Mother's Milk

Farmer John has three milking buckets of capacity A, B, and C liters. Each of the numbers A, B, and C is an integer from 1 through 20, inclusive. Initially, buckets A and B are empty while bucket C is full of milk. Sometimes, FJ pours milk from one bucket to another until the second bucket is filled or the first bucket is empty. Once begun, a pour must be completed, of course. Being thrifty, no milk may be tossed out.

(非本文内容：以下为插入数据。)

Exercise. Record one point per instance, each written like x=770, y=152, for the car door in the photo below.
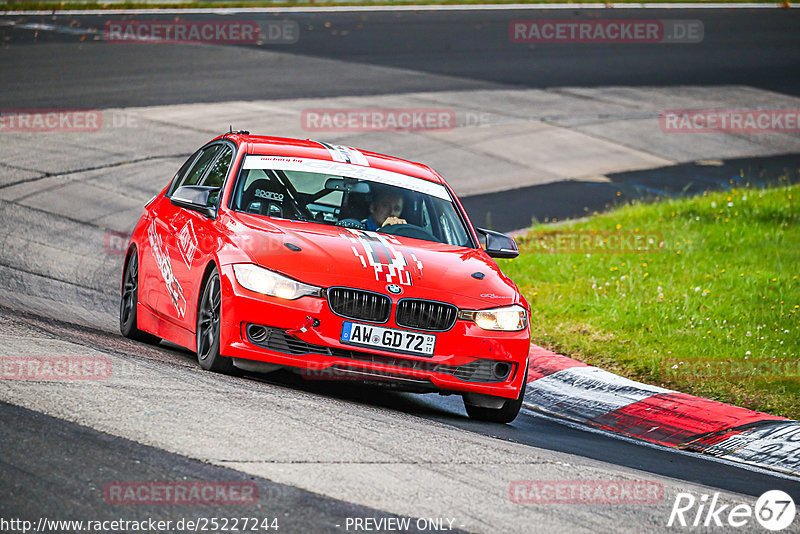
x=192, y=237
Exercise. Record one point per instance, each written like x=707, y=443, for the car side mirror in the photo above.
x=499, y=245
x=199, y=198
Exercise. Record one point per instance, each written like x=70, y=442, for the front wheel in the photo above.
x=208, y=318
x=505, y=414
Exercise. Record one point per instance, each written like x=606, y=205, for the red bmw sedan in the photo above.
x=266, y=253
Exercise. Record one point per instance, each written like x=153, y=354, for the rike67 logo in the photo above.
x=774, y=510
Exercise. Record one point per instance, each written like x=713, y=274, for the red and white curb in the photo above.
x=567, y=388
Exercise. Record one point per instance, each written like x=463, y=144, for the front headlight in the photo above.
x=270, y=283
x=509, y=319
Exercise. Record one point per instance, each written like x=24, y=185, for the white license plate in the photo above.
x=391, y=339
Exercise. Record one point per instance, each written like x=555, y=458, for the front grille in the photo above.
x=482, y=371
x=360, y=305
x=425, y=315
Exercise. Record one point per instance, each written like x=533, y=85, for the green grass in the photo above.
x=91, y=4
x=694, y=313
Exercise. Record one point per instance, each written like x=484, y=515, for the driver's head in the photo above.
x=386, y=203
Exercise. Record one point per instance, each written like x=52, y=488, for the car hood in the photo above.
x=326, y=256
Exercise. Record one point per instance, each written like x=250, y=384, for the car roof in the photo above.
x=308, y=148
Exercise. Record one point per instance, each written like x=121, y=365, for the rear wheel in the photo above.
x=208, y=318
x=128, y=325
x=505, y=414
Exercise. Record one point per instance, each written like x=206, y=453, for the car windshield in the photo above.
x=351, y=196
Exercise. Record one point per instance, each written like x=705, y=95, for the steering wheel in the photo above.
x=408, y=230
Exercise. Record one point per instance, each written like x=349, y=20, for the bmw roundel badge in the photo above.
x=394, y=289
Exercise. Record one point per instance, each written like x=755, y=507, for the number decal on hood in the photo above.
x=384, y=254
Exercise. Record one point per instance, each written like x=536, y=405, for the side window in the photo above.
x=220, y=169
x=182, y=172
x=201, y=164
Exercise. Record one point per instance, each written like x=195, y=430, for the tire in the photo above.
x=505, y=414
x=129, y=299
x=209, y=310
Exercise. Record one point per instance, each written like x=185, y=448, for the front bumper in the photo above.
x=304, y=334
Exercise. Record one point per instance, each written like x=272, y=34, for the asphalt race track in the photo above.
x=318, y=453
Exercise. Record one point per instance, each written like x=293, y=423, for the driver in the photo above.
x=384, y=210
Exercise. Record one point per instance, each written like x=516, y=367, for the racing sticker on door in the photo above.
x=164, y=265
x=187, y=243
x=384, y=254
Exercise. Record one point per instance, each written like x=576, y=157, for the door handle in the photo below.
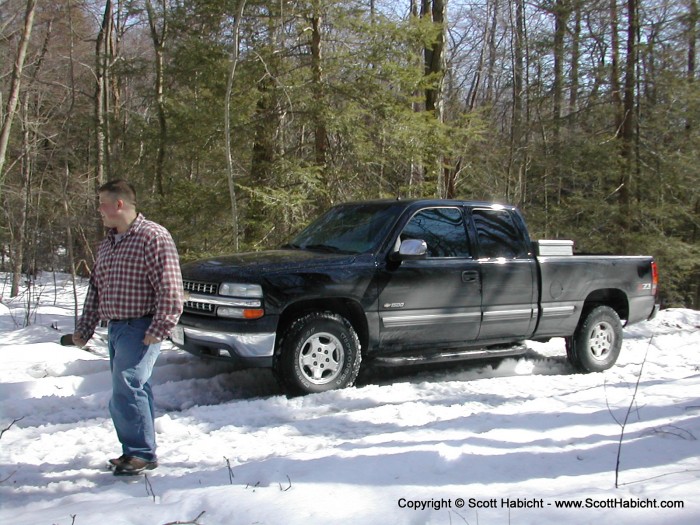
x=470, y=276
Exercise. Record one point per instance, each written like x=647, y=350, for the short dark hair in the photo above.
x=121, y=189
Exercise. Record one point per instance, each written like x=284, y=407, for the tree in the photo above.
x=15, y=83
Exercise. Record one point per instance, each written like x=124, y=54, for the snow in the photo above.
x=482, y=443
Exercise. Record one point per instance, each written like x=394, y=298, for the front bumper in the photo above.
x=246, y=349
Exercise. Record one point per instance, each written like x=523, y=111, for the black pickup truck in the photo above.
x=396, y=282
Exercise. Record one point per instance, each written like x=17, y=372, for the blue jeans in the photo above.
x=131, y=406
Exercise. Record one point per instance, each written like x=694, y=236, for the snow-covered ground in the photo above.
x=509, y=443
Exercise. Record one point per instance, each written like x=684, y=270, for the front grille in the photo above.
x=197, y=287
x=200, y=308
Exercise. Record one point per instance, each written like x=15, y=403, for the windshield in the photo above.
x=349, y=228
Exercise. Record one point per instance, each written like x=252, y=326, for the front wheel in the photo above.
x=320, y=352
x=595, y=346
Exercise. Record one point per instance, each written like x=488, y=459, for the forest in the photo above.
x=238, y=121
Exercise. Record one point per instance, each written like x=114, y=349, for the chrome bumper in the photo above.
x=235, y=345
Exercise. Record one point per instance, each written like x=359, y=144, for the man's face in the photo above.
x=110, y=210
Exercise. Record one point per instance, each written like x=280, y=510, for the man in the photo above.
x=136, y=285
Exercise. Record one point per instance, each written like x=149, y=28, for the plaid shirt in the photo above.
x=136, y=276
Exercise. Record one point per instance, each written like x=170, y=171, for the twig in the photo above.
x=627, y=414
x=193, y=522
x=149, y=488
x=230, y=471
x=289, y=487
x=10, y=426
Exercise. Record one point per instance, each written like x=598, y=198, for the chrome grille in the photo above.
x=197, y=287
x=200, y=308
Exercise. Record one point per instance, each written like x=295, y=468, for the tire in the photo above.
x=320, y=352
x=595, y=346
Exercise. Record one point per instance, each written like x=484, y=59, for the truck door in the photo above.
x=436, y=299
x=509, y=276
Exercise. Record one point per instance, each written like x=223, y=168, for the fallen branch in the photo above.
x=627, y=414
x=289, y=487
x=9, y=427
x=193, y=522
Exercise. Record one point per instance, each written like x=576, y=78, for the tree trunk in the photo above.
x=231, y=172
x=627, y=135
x=101, y=66
x=15, y=82
x=158, y=37
x=320, y=129
x=19, y=217
x=434, y=67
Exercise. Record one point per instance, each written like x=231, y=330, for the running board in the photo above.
x=447, y=356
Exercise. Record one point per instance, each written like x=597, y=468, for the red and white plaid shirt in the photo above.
x=136, y=276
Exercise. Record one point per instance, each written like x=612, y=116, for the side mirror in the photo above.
x=410, y=249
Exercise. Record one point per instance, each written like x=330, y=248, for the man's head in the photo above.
x=117, y=204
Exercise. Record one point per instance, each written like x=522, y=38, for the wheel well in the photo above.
x=612, y=297
x=349, y=309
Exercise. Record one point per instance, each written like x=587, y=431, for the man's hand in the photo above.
x=150, y=340
x=78, y=340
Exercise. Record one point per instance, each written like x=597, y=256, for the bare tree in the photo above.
x=15, y=83
x=159, y=35
x=235, y=53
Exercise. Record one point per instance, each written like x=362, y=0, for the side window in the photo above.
x=497, y=234
x=442, y=229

Write a program to help FJ determine what amounts of milk he can leave in bucket C when he begins with three buckets as above, pours milk among the buckets for a while, and then notes that bucket A is empty.

PROGRAM NAME: milk3

INPUT FORMAT

A single line with the three integers A, B, and C.

SAMPLE INPUT (file milk3.in)


8 9 10


OUTPUT FORMAT

A single line with a sorted list of all the possible amounts of milk that can be in bucket C when bucket A is empty.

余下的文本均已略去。